Decido. O art. 1.019, inciso I do NCPC estabelece que: Recebido o agravo de instrumento no tribunal [...] se não for o caso de aplicação do art. 932, incisos III e IV (hipóteses de recursos inadmissíveis, prejudicados, contrários a súmula do STF e do STJ, ou repetitivos e demais hipóteses similares previstas nas letras a, b e c), o relator, no prazo de 5 (cinco) dias: I – poderá atribuir efeito suspensivo ao recurso ou deferir, em antecipação de tutela, total ou parcialmente, a pretensão recursal, comunicando ao juiz a sua decisão.
Cinge-se a controvérsia em aferir acertamento à decisão proferida pelo magistrado de base, a qual deferiu o pedido liminar de reintegração de posse formulado nos autos principais.
Como cediço, posse é uma situação fática, ou seja, sua comprovação requer a demonstração do exercício dos poderes sobre a coisa, consoante disposições do Código Civil de 2002: Art. 1.196.
Considera-se possuidor todo aquele que tem de fato o exercício, pleno ou não, de algum dos poderes inerentes à propriedade. (…) Art. 1.210.
O possuidor tem direito a ser mantido na posse em caso de turbação, restituído no de esbulho, e segurado de violência iminente, se tiver justo receio de ser molestado. O esbulho foi admitido na terminologia jurídica com o sentido próprio de ato violento, em virtude do qual é uma pessoa despojada (desapossada) contra sua vontade daquilo que lhe pertence ou está em sua posse, sem que assista ao violentador qualquer direito ou autoridade, com que possa justificar o seu ato.
Na técnica jurídica o esbulho pode ser visto como uma usurpação e a lei assegura ao usurpado ou esbulhado o direito imediato de defender a sua posse, mediante ação, que se diz de esbulho, de reintegração ou força espoliativa, o qual tem por objetivo integrá-lo na posse, de quem foi violentamente privado.

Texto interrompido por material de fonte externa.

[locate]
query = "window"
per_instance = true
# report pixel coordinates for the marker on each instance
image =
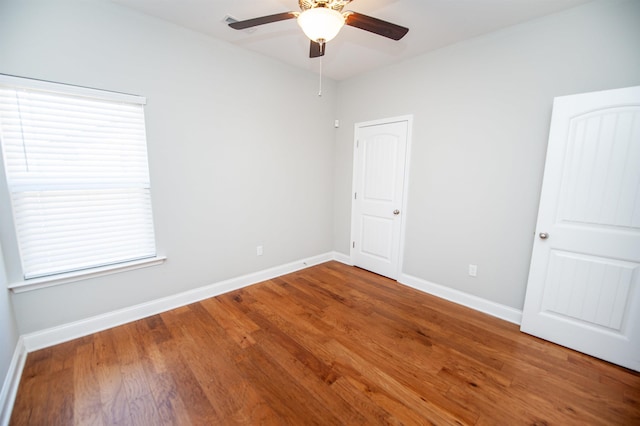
(77, 172)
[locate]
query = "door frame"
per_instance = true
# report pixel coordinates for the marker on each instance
(407, 161)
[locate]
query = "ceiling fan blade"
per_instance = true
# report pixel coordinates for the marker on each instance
(241, 25)
(375, 25)
(316, 49)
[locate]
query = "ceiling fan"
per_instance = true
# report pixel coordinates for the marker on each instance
(321, 20)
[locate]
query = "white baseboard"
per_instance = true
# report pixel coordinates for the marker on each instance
(342, 258)
(63, 333)
(11, 382)
(504, 312)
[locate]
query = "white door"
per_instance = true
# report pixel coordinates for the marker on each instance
(380, 157)
(583, 290)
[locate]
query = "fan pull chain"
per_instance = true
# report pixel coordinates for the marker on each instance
(320, 81)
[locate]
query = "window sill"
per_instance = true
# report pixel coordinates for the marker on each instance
(38, 283)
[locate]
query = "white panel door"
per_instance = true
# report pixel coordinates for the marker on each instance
(583, 290)
(379, 175)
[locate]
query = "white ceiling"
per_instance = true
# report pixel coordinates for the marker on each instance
(432, 24)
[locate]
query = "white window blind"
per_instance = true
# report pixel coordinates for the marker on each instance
(77, 171)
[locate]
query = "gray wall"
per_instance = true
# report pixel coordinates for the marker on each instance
(240, 149)
(481, 120)
(8, 326)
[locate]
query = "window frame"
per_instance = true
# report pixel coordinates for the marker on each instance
(25, 284)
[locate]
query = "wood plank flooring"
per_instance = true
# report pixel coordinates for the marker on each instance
(329, 345)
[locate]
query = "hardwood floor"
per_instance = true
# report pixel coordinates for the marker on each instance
(328, 345)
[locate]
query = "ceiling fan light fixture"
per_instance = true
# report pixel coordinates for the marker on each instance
(321, 24)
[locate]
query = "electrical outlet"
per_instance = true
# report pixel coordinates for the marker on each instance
(473, 270)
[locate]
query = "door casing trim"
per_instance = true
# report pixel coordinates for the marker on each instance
(405, 190)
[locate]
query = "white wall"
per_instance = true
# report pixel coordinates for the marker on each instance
(8, 327)
(240, 149)
(482, 111)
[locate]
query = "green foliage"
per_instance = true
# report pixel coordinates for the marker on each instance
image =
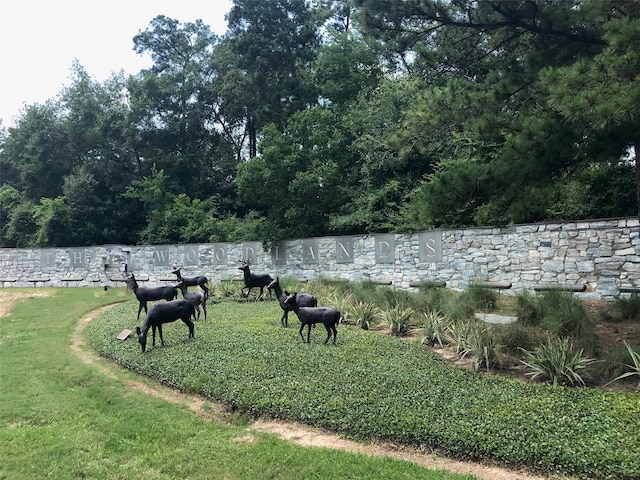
(370, 117)
(514, 337)
(559, 363)
(365, 315)
(460, 306)
(68, 414)
(457, 333)
(398, 319)
(480, 344)
(634, 369)
(565, 316)
(622, 309)
(432, 298)
(244, 360)
(484, 298)
(434, 328)
(528, 308)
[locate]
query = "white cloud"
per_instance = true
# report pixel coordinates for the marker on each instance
(39, 40)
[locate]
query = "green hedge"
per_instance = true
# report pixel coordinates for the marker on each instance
(372, 386)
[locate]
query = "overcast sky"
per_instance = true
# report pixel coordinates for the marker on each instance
(39, 40)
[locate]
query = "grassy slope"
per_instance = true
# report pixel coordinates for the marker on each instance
(371, 386)
(60, 418)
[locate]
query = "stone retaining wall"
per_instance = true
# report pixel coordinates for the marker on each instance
(600, 256)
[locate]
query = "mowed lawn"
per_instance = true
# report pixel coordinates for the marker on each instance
(61, 418)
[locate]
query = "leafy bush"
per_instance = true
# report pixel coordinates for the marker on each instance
(528, 308)
(559, 362)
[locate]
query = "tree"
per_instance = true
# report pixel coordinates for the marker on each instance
(37, 153)
(171, 110)
(601, 95)
(300, 179)
(275, 42)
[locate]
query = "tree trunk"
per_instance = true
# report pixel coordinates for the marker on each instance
(636, 151)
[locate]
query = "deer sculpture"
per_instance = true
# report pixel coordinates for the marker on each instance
(162, 313)
(196, 297)
(252, 280)
(303, 300)
(199, 280)
(308, 316)
(150, 294)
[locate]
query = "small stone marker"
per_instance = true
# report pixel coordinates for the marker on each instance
(124, 334)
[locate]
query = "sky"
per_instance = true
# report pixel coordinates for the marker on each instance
(39, 40)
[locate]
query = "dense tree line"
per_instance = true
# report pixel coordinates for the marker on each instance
(337, 117)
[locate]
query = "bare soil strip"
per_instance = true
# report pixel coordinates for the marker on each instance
(297, 433)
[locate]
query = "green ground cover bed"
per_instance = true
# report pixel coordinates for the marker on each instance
(66, 417)
(372, 386)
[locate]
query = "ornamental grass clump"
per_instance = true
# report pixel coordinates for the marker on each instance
(398, 319)
(528, 309)
(481, 346)
(558, 362)
(457, 333)
(483, 298)
(633, 369)
(365, 315)
(623, 309)
(565, 316)
(434, 328)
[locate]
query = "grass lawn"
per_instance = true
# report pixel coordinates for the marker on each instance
(61, 418)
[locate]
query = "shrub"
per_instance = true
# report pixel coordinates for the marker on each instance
(364, 314)
(457, 333)
(558, 362)
(431, 298)
(565, 316)
(434, 328)
(483, 298)
(633, 369)
(459, 307)
(623, 309)
(481, 345)
(528, 309)
(229, 289)
(341, 301)
(514, 336)
(398, 319)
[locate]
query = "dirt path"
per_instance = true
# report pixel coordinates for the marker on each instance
(297, 433)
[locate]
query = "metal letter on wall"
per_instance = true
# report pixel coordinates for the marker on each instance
(191, 255)
(249, 252)
(219, 253)
(385, 248)
(77, 257)
(344, 250)
(161, 256)
(310, 252)
(430, 247)
(279, 254)
(47, 258)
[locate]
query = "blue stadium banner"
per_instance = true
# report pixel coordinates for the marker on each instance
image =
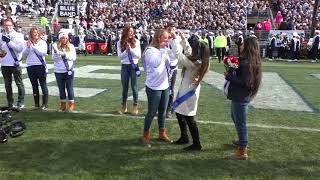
(67, 10)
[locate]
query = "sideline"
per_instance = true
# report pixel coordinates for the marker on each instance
(304, 129)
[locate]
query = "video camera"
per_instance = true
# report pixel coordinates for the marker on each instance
(9, 126)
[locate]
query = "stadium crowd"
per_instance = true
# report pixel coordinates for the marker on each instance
(297, 14)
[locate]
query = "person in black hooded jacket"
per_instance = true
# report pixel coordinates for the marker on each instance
(244, 85)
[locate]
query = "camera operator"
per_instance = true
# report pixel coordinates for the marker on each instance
(12, 43)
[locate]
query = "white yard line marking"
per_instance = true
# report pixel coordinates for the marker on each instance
(316, 75)
(263, 126)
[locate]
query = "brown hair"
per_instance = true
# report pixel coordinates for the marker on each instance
(156, 38)
(251, 52)
(9, 19)
(124, 38)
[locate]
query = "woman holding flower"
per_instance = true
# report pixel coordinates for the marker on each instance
(195, 62)
(244, 85)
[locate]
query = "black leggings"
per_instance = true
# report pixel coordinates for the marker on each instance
(188, 120)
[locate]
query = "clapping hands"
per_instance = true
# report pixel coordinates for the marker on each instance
(5, 38)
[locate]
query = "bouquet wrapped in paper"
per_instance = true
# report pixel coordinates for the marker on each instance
(231, 63)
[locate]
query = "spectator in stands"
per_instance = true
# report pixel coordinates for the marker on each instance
(64, 55)
(129, 53)
(211, 39)
(12, 43)
(35, 51)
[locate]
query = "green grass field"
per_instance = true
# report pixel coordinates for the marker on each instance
(93, 144)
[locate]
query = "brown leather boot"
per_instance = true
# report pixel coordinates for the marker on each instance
(135, 109)
(71, 106)
(63, 106)
(163, 135)
(124, 108)
(146, 137)
(240, 154)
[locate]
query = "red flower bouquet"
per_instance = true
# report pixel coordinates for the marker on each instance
(231, 63)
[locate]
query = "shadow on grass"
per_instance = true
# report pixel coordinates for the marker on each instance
(127, 157)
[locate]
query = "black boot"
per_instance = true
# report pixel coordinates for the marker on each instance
(183, 129)
(44, 105)
(196, 146)
(36, 101)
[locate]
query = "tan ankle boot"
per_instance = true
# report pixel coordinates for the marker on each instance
(163, 135)
(240, 154)
(124, 108)
(135, 109)
(146, 137)
(71, 106)
(63, 106)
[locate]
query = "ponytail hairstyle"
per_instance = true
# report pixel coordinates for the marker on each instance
(251, 52)
(200, 56)
(124, 39)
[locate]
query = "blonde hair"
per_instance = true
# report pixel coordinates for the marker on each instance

Assim, o instituto possessório é concedido ao possuidor que demonstre ter sido injustamente privado de sua posse, seja por violência, clandestinidade ou precariedade.
Por sua vez, o art. 561 do NCPC estabelece que: Art. 561.
Incumbe ao autor provar: I - a sua posse; II - a turbação ou o esbulho praticado pelo réu; III - a data da turbação ou do esbulho; IV - a continuação da posse, embora turbada, na ação de manutenção, ou a perda da posse, na ação de reintegração. A existência dos pressupostos mencionados no artigo transcrito é imprescindível ao deferimento da reintegração de posse.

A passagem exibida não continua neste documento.